Questionnaires do not and cannot factor in allowances for personality typing, mood and a whole gambit of influencing factors. Certain personality types will answer questionnaires objectively and scientifically. Others will be influenced by the potentially personal outcome it portrays. They will choose the answer which positively reflects their personality. Other factors such as mood, gender, culture, education, experience will influence the candidate’s interpretation and decision process.
Does this mean that all empirical psychological research to determine human behaviours is meaningless and serves no practical purpose in terms of better understanding human behaviours? I am purporting that we move away from the crowd minding approach whereby we treat people en masse. Our focus must only be on the individual.

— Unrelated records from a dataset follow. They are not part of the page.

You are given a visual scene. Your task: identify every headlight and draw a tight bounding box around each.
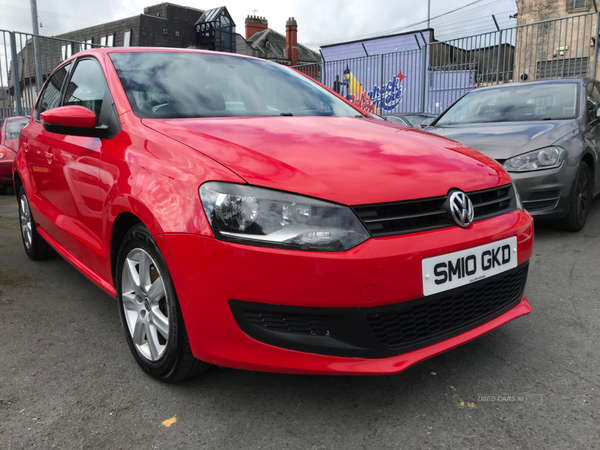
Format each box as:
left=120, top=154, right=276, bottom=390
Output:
left=200, top=182, right=369, bottom=252
left=504, top=147, right=565, bottom=172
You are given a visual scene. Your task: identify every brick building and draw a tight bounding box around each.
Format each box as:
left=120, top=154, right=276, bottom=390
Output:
left=244, top=16, right=321, bottom=66
left=515, top=0, right=600, bottom=80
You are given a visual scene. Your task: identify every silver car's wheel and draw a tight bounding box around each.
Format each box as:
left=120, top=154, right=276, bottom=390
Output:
left=121, top=248, right=170, bottom=361
left=115, top=224, right=210, bottom=382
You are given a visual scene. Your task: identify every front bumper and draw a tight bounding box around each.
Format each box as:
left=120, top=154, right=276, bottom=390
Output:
left=510, top=161, right=578, bottom=219
left=155, top=211, right=533, bottom=374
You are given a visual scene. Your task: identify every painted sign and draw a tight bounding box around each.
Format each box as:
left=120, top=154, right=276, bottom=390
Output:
left=349, top=72, right=406, bottom=114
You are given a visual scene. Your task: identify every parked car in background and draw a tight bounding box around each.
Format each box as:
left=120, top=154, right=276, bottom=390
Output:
left=0, top=116, right=29, bottom=194
left=15, top=47, right=533, bottom=381
left=382, top=114, right=437, bottom=128
left=426, top=79, right=600, bottom=231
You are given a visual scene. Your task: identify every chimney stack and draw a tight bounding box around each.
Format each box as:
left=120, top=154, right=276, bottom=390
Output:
left=246, top=16, right=269, bottom=39
left=285, top=17, right=298, bottom=66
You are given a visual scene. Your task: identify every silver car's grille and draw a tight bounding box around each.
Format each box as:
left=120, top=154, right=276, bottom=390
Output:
left=353, top=184, right=517, bottom=237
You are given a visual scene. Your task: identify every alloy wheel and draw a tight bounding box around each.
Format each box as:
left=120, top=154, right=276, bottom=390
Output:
left=121, top=248, right=171, bottom=361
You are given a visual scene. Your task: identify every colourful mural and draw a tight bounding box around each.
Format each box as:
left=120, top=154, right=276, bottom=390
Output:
left=348, top=72, right=406, bottom=114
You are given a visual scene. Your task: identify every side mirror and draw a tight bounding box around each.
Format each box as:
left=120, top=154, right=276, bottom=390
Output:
left=421, top=117, right=435, bottom=129
left=40, top=105, right=108, bottom=138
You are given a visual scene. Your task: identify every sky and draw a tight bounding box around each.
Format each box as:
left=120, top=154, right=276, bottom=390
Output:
left=0, top=0, right=517, bottom=49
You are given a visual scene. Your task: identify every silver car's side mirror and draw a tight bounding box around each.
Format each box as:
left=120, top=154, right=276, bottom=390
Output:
left=421, top=118, right=435, bottom=128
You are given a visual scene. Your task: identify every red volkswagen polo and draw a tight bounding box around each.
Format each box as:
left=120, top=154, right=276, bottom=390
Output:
left=14, top=48, right=533, bottom=381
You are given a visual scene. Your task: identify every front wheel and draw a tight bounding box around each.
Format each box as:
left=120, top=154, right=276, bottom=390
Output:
left=116, top=224, right=210, bottom=382
left=555, top=162, right=593, bottom=231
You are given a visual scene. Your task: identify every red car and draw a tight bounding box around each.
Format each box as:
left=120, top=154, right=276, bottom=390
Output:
left=14, top=48, right=534, bottom=381
left=0, top=116, right=29, bottom=194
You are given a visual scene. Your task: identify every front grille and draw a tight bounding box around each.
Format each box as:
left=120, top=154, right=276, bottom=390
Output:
left=229, top=263, right=528, bottom=358
left=523, top=189, right=560, bottom=211
left=367, top=268, right=527, bottom=350
left=353, top=184, right=516, bottom=237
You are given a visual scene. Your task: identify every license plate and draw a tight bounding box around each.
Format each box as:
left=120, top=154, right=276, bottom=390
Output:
left=422, top=237, right=517, bottom=296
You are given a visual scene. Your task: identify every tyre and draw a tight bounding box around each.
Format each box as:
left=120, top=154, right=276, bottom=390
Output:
left=554, top=162, right=593, bottom=231
left=19, top=186, right=56, bottom=261
left=116, top=224, right=210, bottom=383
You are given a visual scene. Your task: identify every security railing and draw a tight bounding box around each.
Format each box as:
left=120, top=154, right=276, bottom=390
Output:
left=0, top=13, right=600, bottom=122
left=0, top=30, right=100, bottom=123
left=295, top=12, right=600, bottom=115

I have identified 4 distinct and very individual personality types, the Influencer, the Supporter, the Creative and the Analyst which I describe in my publication The Psychology of Career Planning and I maintain that empirical research projects must embrace this empirical methodology to capture at first hand individuality and diversity to be meaningful. I have conducted over 25,000 interviews to date and each interaction points to how much more there is to learn in terms of the diversity of human behaviours. I feel incapable of making a prognosis which can authoritatively identify a common behavioural thread. My message then is that we must only focus on individuals. The people collective approach has no meaning. Many articles we read fall into the trap of ‘crowdminding’. The approach of viewing people as a crowd rather than making allowances for the individual factor is fallacious.
A forceful endorsement of this point is Lawrence Kohlberg, the moral psychologist and his development theory of stages. Kohlberg conducted a large research programme with the help of PhD students to identify the various educational development stages from childhood to adulthood. The Kohlberg definition of the progressive levels were highly regarded as authoritative and demarcational and he nominated them as preconventional, conventional and post-conventional.
Carol Gilligan, an eminent psychologist and ethicist, challenged Kohlberg’s research as being too dogmatic and insular. It failed to embrace intuition as a personality perspective. The questionnaires and observations were deductive in composition and unconsciously focusing on particular personality types and thus sacrificing the caring trait. In her publication “In a Different Voice” Gilligan challenges many of Kohlberg’s assumptions in their approach to moral values.
I purport then that empirical research which focuses on the determination of human behaviours on a generalistic basis cannot look for a credible outcome as there are too many permutations and variables which cannot be qualified within the questionnaire. I have formulated these observations from my own first-hand experience.
The identification of my 4 personality types are the culmination of one-to-one meetings whereby I could empirically observe and evaluate the candidate individually and contextually in terms of age, experience, gender, culture, mood, articulation, education, work experience, performance, aspirations, reliability and achievements. These 4 types allow for self evaluation and a propensity to act in accordance with type. Individual’s action will be dependant on a myriad of circumstances at the time but I purport that their choices will be primarily influenced by their typology.
Human behaviour is too individual to be measured in crowd form and any empirical research approach must recognise and incorporate all the personality traits and experiences if it is to have a semblance of credibility.
This means that surveys and questionnaires must allow for open ended subjective commentary in their structure which may be more difficult and challenging in terms of assimilating the results in a coherent voice. The alternative though will just gather information without regard to all the disparate permutations of personality and life experiences.